I provide convergence analyses for the new parallel-in-time gradient-type method applied to discrete-time optimal control problems. For linear-quadratic discrete-time optimal control problems, I show that the new parallel-in-time gradient-type method can be interpreted as a multiple-part splitting iteration scheme where control update in one iteration is determined by control variable iterates from multiple previous iterations, and I prove convergence of the new method for sufficiently small fixed step size by showing that the spectral radius of a corresponding implicitly constructed iteration matrix is less than one. For general non-linear discrete-time optimal control problems the parallel-in-time gradient-type method is combined
with metric projection onto a convex set to handle simple control constraints. Convergence is proved for sufficiently small step sizes. Convergence theorems are given with different assumptions of the problem, e.g. convex objective function, compact control constraints, etc.
For linear-quadratic optimal control problems, I also interpret the parallel-in-time gradient-type method using a multiple shooting reformulation of the optimization problem. The new method can be seen as using a gradient-type iteration to solve the optimality saddle point system in the multiple shooting formulation. An alternative convergence proof is given for linear-quadratic problems by the multiple shooting point of view.

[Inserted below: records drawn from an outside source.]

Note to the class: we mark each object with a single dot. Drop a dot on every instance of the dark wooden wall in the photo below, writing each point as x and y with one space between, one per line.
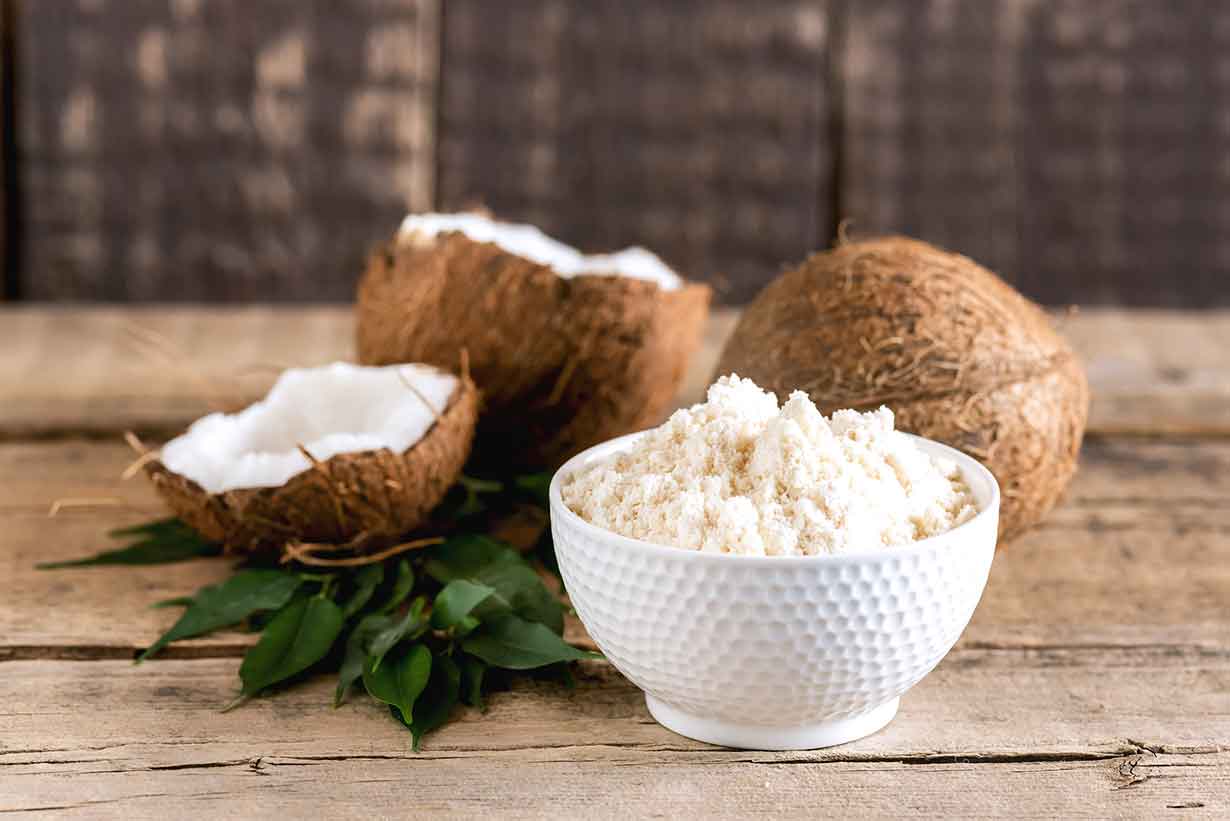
229 149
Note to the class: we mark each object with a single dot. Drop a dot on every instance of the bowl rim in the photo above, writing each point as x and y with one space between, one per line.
971 469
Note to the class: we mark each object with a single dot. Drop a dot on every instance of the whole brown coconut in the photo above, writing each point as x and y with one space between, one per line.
956 353
563 363
373 496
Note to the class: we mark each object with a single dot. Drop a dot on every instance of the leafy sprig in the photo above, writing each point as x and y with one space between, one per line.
420 632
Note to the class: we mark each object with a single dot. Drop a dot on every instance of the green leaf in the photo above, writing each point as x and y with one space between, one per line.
365 582
437 700
486 561
412 625
402 584
160 542
536 486
357 651
471 681
400 681
513 643
456 601
297 638
545 552
233 601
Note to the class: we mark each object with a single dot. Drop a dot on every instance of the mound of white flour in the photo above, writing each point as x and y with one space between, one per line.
737 474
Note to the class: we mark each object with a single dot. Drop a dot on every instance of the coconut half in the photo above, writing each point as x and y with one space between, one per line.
570 350
338 454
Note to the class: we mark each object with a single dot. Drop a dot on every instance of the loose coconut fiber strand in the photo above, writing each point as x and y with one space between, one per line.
563 363
957 355
368 500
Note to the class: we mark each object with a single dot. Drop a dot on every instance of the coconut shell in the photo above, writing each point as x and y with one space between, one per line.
372 496
957 353
563 363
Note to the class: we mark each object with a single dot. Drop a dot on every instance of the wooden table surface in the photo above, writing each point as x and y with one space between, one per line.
1092 681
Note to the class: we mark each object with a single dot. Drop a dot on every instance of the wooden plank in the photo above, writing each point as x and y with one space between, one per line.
103 371
220 150
1065 144
1134 508
9 219
974 739
695 128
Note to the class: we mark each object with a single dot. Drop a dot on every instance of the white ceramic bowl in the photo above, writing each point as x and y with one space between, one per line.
775 652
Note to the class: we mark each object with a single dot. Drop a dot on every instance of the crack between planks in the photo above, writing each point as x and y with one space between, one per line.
1130 751
206 651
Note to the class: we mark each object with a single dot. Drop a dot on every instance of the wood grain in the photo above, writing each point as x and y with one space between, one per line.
101 371
974 739
695 128
1134 507
1062 143
220 150
1091 681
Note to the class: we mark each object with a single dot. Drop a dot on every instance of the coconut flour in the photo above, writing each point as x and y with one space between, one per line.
738 474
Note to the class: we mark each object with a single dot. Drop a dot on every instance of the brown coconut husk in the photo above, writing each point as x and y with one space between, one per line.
363 500
563 363
956 352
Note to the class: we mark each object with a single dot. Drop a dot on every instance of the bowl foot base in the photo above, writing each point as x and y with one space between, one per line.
753 736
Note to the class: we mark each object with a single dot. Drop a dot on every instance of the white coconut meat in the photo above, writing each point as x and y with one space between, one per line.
531 244
333 409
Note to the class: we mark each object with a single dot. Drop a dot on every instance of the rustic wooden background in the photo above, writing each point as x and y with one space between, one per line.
234 150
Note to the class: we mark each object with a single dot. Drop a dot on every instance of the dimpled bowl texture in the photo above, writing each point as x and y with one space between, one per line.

The new parallel-in-time gradient-type method is applied to linear-quadratic optimal control problems governed by linear advection-diffusion partial differential equations (PDEs), and to a well-rate optimization problem governed by a system of highly non-linear PDEs that models two-phase immiscible incompressible subsurface flow. In the linear-quadratic optimal control problem, each parallel gradient-type iteration with N time subdomains takes roughly 1/N of the classical gradient iteration time. The gradient-type control update in the parallel gradient-type iteration differs from the exact gradient update in the classical gradient method. However, the parallel-in-time gradient-type method converges to the optimal solution with a similar number of iterations as the classical gradient method, which leads to the strong scaling with up to around 50 cores in one of the examples. In the well-rate optimization problem, apart from the parallelism in the time dimension introduced by the parallel-in-time gradient-type method, in each time subdomain, the existing parallelism in the apace dimension, i.e. parallel linear solvers/preconditioners, is also applied, which constitutes a two-level parallelism that enjoys the speed-ups from time and space dimension multiplied. In the model problem, four times speed-ups is achieved by the parallelism only in the time dimension.